Brivemag: Quel est votre tirade, votre moment préféré de la pièce ?

Vincent Dedienne: Le moment qui me touche le plus c’est quand Arlequin vient de dévoiler sa condition de valet à Lisette et d’apprendre la sienne. Il se retrouve le dindon de la farce de son maitre Dorante mais lui annonce qu’il va quand même la demander en mariage. Dorante ne croit pas au mariage de son valet avec celle qui pense être maîtresse: “Comment ! elle consent à t’épouser ?” demande Dorante. “La voilà bien malade”, répond Arlequin. Tout est là. Il pense être monté très haut, accéder à la fortune, s’extraire de sa condition et, en quelques secondes, il fait le chemin inverse mais il est encore capable de faire de l’esprit. Cette pièce parle aussi d’illusion, d’ambition et d’espoir. Soir après soir, je continue d’y découvrir des choses que je n’avais pas encore entendu.

Brivemag: Vous avez un rituel avant de monter sur scène ?

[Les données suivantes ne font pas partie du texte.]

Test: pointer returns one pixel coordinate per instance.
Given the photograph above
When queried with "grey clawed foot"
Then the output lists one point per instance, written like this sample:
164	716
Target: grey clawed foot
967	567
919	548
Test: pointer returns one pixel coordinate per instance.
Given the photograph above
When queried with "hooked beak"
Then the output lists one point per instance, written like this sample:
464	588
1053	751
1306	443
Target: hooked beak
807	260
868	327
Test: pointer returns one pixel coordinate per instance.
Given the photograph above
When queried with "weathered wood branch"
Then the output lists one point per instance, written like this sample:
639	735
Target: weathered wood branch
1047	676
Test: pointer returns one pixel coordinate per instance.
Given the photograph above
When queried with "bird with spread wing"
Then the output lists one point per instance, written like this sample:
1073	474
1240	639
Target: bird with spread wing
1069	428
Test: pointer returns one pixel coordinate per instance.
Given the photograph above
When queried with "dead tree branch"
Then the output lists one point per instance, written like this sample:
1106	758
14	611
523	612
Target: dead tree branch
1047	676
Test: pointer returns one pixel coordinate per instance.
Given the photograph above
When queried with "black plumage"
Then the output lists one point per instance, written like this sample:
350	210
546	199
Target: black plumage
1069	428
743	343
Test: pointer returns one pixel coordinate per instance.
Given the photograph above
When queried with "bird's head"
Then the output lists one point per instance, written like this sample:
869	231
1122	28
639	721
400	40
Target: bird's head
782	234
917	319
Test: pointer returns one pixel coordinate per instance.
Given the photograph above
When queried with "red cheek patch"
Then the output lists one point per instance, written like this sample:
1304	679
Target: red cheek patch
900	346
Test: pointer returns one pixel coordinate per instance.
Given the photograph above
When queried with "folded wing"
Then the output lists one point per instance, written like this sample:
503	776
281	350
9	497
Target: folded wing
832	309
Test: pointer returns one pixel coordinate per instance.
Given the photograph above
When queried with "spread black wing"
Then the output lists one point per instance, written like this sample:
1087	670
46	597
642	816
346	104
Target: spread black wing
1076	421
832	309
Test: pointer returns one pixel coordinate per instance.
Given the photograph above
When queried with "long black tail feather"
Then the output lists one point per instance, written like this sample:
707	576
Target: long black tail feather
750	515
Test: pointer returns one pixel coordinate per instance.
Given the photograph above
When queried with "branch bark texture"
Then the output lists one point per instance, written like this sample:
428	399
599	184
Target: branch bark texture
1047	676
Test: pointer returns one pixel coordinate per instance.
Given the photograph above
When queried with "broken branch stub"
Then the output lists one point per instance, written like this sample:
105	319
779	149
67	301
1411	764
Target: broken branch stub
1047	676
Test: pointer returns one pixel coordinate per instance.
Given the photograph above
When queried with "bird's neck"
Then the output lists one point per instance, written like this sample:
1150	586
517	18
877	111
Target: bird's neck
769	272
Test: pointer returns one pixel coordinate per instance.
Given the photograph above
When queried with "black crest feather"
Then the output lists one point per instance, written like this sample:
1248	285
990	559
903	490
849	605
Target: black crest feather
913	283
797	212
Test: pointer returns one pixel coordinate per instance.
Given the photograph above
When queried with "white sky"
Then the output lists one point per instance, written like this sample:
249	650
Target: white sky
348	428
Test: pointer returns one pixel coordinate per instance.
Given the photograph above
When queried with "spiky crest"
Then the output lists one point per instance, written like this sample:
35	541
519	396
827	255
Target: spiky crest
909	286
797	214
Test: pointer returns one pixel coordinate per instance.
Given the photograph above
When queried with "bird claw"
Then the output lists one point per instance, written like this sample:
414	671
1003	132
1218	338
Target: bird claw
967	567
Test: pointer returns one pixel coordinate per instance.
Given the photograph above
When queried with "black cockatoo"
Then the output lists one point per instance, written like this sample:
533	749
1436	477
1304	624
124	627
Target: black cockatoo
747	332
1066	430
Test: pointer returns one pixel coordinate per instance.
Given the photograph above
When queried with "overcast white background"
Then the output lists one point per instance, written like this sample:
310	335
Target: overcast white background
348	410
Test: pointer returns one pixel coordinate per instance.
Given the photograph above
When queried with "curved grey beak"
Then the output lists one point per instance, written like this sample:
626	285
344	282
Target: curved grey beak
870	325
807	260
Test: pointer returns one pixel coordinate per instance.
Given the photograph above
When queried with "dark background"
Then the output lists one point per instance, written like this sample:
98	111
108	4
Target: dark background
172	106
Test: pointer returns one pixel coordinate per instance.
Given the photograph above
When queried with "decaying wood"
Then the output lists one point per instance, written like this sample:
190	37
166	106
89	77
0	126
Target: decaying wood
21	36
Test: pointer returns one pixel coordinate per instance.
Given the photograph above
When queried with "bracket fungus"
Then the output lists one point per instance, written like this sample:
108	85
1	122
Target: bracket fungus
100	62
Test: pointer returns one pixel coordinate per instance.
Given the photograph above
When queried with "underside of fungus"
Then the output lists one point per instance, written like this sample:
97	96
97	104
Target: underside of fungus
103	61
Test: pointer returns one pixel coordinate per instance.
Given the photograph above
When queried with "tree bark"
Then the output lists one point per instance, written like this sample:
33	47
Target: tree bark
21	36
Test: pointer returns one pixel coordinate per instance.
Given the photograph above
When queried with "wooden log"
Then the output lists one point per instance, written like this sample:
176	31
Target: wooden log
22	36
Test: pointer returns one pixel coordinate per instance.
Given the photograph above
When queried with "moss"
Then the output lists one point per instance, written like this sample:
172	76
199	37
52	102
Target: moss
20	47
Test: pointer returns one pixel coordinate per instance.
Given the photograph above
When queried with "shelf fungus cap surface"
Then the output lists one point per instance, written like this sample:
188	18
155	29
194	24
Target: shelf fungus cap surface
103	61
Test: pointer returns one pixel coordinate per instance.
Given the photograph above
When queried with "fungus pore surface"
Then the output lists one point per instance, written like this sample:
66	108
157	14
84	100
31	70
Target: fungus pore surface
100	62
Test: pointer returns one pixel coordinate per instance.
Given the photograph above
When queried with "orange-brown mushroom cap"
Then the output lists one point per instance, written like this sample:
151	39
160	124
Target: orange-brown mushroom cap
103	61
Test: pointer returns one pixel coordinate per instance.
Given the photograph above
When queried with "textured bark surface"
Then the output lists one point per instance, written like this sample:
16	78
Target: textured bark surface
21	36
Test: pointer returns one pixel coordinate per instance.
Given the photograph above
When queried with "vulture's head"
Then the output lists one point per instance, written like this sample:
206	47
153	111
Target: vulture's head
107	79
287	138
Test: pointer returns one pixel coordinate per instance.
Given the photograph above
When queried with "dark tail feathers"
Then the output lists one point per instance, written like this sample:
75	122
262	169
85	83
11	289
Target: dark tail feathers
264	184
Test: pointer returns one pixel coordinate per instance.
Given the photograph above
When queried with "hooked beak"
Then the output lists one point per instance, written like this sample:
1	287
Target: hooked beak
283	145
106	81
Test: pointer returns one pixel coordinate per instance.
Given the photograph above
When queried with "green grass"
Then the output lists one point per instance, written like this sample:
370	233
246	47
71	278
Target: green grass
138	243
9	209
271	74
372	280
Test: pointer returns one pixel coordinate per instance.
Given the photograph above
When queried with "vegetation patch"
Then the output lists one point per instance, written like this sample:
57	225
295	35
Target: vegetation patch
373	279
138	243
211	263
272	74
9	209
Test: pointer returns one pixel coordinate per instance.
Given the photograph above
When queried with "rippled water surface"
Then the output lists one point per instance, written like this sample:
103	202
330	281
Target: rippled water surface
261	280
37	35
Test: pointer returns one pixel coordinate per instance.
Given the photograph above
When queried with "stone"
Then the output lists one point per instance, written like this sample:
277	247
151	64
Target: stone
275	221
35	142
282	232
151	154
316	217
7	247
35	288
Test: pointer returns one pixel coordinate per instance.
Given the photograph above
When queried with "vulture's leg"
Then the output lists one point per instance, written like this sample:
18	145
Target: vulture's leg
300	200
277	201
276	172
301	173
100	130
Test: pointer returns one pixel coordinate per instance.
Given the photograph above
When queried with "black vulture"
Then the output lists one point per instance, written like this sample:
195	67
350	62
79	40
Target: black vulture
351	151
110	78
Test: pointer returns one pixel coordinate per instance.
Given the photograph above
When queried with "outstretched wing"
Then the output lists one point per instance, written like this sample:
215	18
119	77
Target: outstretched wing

Vincent Dedienne: Je vais dormir un peu puis m’habiller, me maquiller et me parfumer. J’aime bien trouver le parfum des personnages. J’en ai un pour chaque rôle, comme un costume. Pour Arlequin, j’ai trouvé Les fleurs du déchet d’État libre d’orange qui, avec sa fragrance d’agrumes moisis, exhale une poésie du rien qui va très bien à Arlequin.